Now you have a large employed workforce that has been rocked twice within the last ten years. The Honne is that the Japanese once had a system that worked for older generations, but is now facing uncertainty.

Spartan Economy Where Only the Strongest Will Prevail

The popular belief around Japan is that from an early age, there is a tremendous amount of pressure exerted on students to succeed.
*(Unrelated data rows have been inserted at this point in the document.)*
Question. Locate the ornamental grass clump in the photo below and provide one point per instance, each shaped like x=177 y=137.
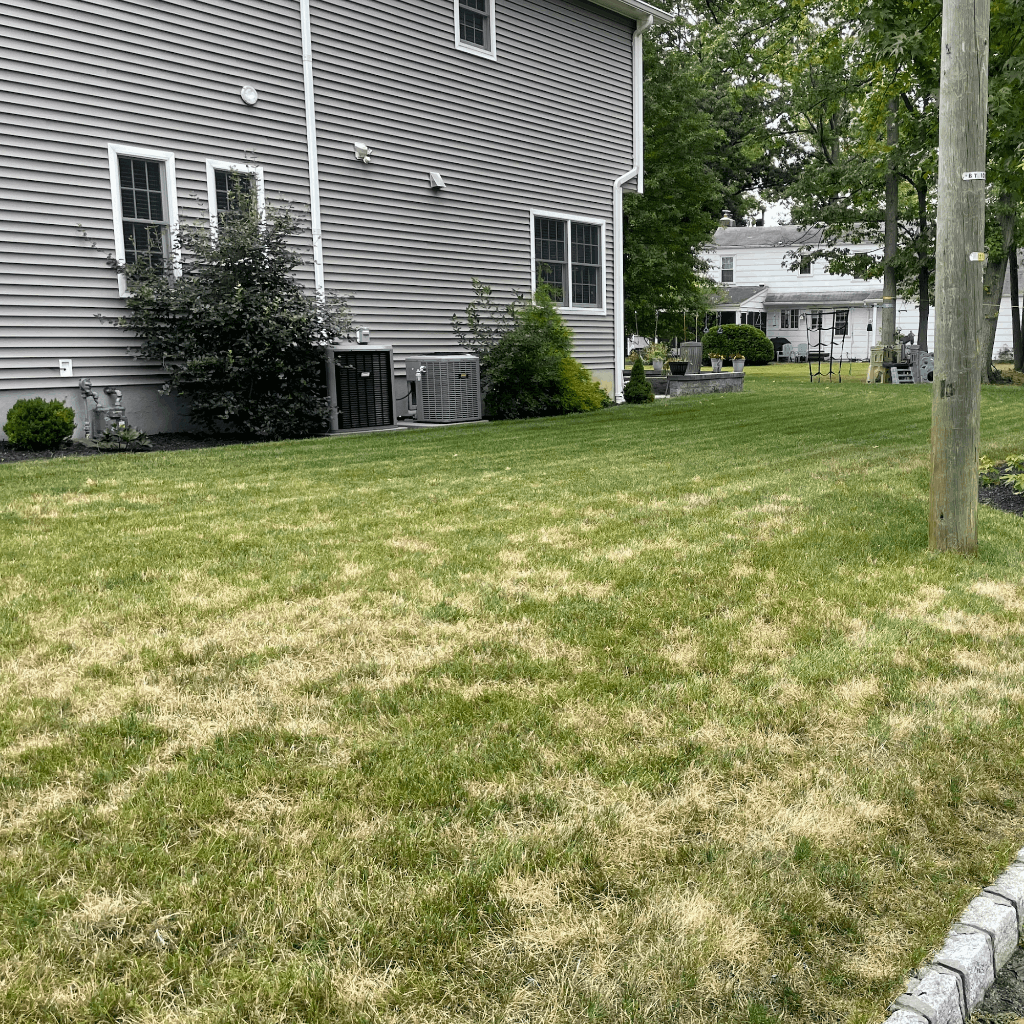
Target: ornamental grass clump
x=242 y=339
x=36 y=424
x=638 y=389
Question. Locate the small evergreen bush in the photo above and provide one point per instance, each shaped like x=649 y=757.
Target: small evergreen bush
x=240 y=336
x=35 y=424
x=525 y=351
x=638 y=389
x=743 y=338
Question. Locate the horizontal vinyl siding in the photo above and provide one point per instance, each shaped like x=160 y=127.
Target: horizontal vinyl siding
x=78 y=76
x=547 y=126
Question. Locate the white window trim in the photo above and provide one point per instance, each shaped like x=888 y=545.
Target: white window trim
x=602 y=309
x=167 y=159
x=211 y=186
x=492 y=52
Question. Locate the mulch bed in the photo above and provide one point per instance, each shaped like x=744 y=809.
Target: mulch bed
x=161 y=442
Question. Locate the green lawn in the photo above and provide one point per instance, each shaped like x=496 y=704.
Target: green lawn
x=659 y=714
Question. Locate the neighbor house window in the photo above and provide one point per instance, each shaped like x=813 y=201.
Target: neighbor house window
x=474 y=26
x=231 y=186
x=144 y=201
x=568 y=257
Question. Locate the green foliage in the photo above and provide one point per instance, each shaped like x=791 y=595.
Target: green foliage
x=748 y=341
x=36 y=424
x=242 y=339
x=525 y=351
x=120 y=438
x=1009 y=472
x=638 y=389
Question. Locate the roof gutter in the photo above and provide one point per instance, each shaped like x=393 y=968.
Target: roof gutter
x=636 y=171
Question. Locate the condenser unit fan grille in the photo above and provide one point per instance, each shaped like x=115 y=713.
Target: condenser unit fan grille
x=449 y=390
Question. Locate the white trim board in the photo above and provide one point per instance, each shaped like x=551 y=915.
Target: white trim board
x=489 y=54
x=164 y=157
x=569 y=218
x=211 y=186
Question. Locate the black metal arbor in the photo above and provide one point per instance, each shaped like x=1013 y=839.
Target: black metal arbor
x=826 y=330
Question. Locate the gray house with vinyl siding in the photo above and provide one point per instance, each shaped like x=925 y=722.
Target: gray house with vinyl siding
x=428 y=142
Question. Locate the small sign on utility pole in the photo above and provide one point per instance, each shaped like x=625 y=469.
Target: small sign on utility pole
x=960 y=262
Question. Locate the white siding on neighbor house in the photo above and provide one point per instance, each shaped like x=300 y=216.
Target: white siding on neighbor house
x=547 y=125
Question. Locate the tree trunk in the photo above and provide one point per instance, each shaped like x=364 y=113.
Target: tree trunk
x=952 y=523
x=1015 y=308
x=887 y=322
x=995 y=274
x=924 y=275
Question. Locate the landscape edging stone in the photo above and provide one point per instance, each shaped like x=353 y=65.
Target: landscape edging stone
x=977 y=946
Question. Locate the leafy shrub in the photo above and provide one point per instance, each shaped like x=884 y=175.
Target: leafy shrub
x=754 y=344
x=36 y=424
x=241 y=338
x=578 y=391
x=525 y=357
x=638 y=389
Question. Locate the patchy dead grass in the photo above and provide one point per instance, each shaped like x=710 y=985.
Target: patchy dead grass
x=569 y=732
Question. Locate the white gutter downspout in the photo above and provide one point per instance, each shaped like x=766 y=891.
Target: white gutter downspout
x=314 y=212
x=636 y=171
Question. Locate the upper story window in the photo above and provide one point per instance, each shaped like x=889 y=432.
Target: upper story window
x=232 y=186
x=144 y=200
x=568 y=257
x=474 y=27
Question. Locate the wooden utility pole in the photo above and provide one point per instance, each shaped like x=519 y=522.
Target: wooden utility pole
x=958 y=263
x=887 y=323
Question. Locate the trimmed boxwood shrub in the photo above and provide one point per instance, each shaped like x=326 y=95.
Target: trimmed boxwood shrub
x=35 y=424
x=638 y=389
x=731 y=338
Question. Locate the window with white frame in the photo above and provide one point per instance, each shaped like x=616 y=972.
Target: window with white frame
x=232 y=186
x=568 y=257
x=144 y=200
x=474 y=27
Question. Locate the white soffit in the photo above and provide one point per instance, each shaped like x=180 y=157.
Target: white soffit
x=635 y=9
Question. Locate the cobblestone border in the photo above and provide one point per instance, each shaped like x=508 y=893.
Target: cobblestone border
x=951 y=986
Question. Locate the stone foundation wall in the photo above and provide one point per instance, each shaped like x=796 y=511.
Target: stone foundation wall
x=707 y=383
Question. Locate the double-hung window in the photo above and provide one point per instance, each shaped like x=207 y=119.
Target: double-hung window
x=568 y=257
x=144 y=201
x=474 y=27
x=232 y=186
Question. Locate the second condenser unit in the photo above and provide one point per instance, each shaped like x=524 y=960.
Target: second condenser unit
x=448 y=387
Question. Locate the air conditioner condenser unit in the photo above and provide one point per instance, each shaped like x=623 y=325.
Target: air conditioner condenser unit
x=448 y=387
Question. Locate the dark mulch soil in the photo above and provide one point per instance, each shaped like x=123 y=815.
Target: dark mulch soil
x=161 y=442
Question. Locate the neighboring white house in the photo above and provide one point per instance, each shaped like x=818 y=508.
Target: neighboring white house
x=760 y=289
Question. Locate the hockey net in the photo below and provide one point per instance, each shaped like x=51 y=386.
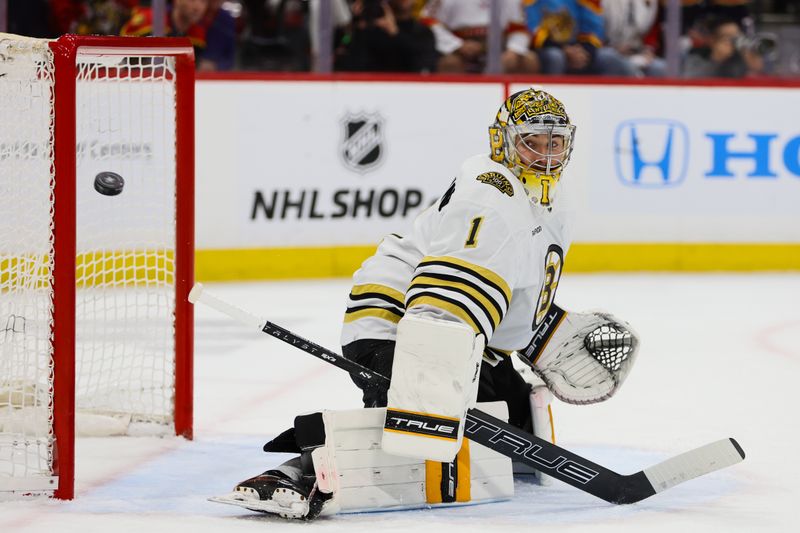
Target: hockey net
x=92 y=287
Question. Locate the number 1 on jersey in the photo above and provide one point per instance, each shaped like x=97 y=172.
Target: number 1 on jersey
x=472 y=239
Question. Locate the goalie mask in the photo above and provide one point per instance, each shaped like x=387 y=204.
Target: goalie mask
x=532 y=136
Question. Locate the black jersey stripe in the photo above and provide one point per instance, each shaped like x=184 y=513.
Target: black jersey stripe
x=459 y=280
x=482 y=274
x=353 y=314
x=450 y=305
x=494 y=320
x=377 y=296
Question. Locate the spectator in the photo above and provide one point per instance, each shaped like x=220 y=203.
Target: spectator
x=30 y=18
x=182 y=20
x=220 y=27
x=627 y=22
x=277 y=35
x=461 y=28
x=385 y=37
x=720 y=58
x=568 y=36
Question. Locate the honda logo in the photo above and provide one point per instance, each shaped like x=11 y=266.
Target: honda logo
x=651 y=152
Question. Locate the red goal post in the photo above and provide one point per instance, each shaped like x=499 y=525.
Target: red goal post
x=93 y=288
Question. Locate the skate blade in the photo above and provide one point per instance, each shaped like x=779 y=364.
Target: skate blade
x=285 y=503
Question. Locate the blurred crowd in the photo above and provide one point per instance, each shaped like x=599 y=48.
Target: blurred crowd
x=718 y=38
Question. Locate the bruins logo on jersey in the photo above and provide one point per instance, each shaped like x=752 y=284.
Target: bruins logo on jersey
x=497 y=180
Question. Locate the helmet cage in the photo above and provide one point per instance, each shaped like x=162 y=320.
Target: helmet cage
x=539 y=171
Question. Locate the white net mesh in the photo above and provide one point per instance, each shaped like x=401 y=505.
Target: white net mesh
x=126 y=243
x=125 y=268
x=26 y=253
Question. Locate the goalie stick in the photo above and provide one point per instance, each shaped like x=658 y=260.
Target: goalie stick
x=519 y=445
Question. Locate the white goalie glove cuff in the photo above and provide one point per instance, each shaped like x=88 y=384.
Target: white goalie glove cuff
x=582 y=357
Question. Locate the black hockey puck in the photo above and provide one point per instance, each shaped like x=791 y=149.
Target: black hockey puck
x=109 y=183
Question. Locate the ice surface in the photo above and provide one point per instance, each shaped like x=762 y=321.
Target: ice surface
x=720 y=358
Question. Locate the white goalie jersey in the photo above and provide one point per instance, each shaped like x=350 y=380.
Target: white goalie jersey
x=483 y=254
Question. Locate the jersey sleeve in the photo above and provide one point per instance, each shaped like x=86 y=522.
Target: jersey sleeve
x=469 y=270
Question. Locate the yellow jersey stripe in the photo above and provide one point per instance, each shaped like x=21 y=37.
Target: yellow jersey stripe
x=463 y=487
x=451 y=306
x=371 y=312
x=394 y=294
x=484 y=274
x=485 y=305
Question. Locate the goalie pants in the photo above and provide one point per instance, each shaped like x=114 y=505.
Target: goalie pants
x=500 y=382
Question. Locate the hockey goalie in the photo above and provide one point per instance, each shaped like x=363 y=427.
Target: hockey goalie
x=444 y=311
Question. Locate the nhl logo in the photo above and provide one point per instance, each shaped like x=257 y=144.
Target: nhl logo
x=362 y=148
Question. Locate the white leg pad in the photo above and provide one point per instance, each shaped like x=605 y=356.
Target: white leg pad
x=362 y=477
x=435 y=376
x=542 y=416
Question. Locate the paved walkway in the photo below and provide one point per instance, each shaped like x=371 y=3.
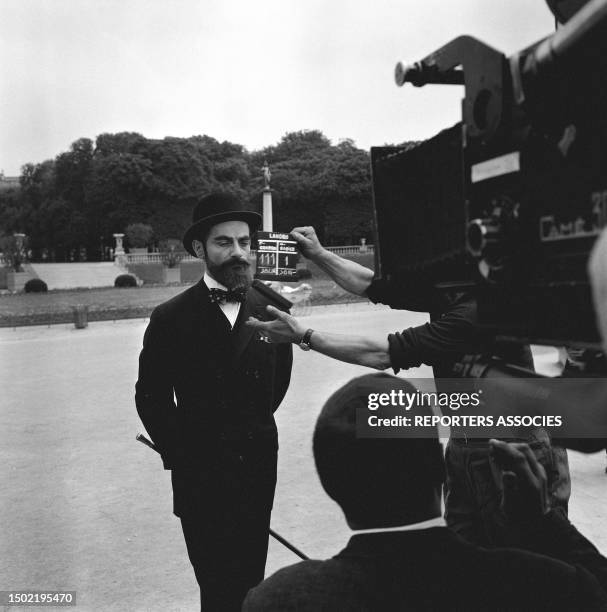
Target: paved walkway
x=86 y=508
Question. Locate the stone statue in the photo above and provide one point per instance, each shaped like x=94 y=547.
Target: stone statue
x=267 y=175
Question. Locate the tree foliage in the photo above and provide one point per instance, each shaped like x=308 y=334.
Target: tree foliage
x=73 y=204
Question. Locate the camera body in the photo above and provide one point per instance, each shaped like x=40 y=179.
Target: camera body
x=508 y=203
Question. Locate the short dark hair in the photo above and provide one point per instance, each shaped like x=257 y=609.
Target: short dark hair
x=374 y=480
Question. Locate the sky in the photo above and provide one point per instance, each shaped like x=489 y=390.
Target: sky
x=237 y=70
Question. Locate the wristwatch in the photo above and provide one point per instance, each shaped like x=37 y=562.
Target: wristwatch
x=304 y=343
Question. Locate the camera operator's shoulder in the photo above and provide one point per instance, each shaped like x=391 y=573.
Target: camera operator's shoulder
x=306 y=587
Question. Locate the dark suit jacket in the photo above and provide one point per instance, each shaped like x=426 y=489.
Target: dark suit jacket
x=433 y=570
x=205 y=391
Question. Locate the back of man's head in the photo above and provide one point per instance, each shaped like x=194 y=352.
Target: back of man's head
x=378 y=482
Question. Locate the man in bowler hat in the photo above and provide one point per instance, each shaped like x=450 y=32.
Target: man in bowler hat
x=207 y=389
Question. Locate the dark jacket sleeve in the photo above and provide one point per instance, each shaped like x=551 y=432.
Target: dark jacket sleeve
x=154 y=396
x=284 y=364
x=443 y=340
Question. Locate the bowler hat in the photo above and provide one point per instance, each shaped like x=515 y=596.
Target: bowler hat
x=217 y=208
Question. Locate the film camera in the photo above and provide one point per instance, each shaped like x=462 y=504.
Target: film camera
x=507 y=203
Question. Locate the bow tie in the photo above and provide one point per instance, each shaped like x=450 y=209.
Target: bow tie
x=219 y=296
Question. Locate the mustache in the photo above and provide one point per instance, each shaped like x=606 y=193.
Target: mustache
x=235 y=261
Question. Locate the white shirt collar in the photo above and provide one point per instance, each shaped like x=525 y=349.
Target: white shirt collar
x=439 y=521
x=211 y=283
x=229 y=309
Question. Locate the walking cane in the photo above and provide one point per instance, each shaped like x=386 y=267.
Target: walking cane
x=141 y=438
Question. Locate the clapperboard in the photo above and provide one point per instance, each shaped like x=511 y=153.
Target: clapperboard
x=276 y=257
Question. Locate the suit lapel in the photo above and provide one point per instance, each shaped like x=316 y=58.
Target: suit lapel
x=209 y=314
x=242 y=334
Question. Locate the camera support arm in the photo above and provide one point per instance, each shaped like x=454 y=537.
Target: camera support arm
x=483 y=71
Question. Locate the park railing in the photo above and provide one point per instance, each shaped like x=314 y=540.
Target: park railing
x=141 y=258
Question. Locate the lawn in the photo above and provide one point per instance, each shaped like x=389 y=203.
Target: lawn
x=111 y=303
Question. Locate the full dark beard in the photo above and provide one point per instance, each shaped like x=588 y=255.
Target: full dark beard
x=233 y=274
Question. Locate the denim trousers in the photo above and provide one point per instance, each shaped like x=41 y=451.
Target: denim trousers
x=474 y=492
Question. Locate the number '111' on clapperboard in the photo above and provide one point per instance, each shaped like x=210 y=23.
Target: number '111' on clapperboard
x=276 y=257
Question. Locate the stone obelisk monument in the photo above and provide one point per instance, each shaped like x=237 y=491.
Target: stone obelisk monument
x=267 y=199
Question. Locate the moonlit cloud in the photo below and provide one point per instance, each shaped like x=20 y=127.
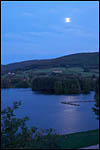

The common notion is that if you do well in school, you’ll go on to obtain a high level position in a noteworthy company.

So now you have a lot of young people entering the workforce each year who are all trying to outdo each other by proving their loyalty for a few “elite level positions”. Everyone has the same idea, “If I do what my father did by showing that I’m working hard by putting in an ungodly amount of unmarked overtime, make sure I leave after my boss, and not take any time off, I’ll be seen as a hardworking person so that one day I’ll make the big money.”

The Tatemae of it all is that this is what it takes to succeed in society, and if you try to jump around from company to company to find better working conditions, you’ll end up doing more damage to your image than if you were to just stay at your current company. So better to keep your head down and make it look like you’re working hard.


While I can’t say for sure, I believe that many Japanese want to throw their hands up in the air, curse the heavens and walk out on their company, but feel reluctant out of fear of how to provide for themselves and their family. The irony of it all is that people tend to be more productive when they don’t feel chained to their desk, and are given certain freedoms.

As well, there are a tremendous amount of undocumented overtime hours, which can skew the data provided by OECD. However, some companies are beginning to change their ways, but until a more variety of young, female, and/or non-Japanese start opening up their own businesses, or taking over companies, a lot of the problems that persist today will probably continue for years to come.

Only when both Honne and Tatemae are balanced can they improve the workforce, but now a days, it seems like there is a lot more Tatemae going on.

Anyhow, what are some examples of Honne no Tatemae being played out in your life and society?

Japan Times
Rocket News 24
Madame Riri
Trading Economics
Honne no Tatemae

1. Karoushi refers to death from working too much.


2 responses to “The Effects of Honne no Tatemae on Japanese Society

  1. I think the same thing is true for many Asian countries. In Taiwan, employees who have desk jobs are expected to work unpaid overtime. If they don’t, they may be considered lazy and not dedicated to their jobs. I have one friend here who is an engineer (from Australia) and he never works overtime. One evening, he decided to stay around after 6pm to see what people actually do and told me most were chatting, writing e-mails, facebooking, etc. Basically, most were doing non-related work activities. But, they were there; therefore, they are considered great workers because of the amount of time spent at the office, not by the great work produced!

    • From what I can tell, it seems as though conditions are improving in some sectors. However the country still carries this stigma that if you’re one of those people who’ve changed your jobs for whatever reason outside of being laid off, you’re not considered a “team player”, and it can be very difficult to find work. So a lot of people put up with whatever their employers demand just so they can keep the safety of having a job. This is of course very generally speaking. Again, thanks for your comments. They’re always very much appreciated.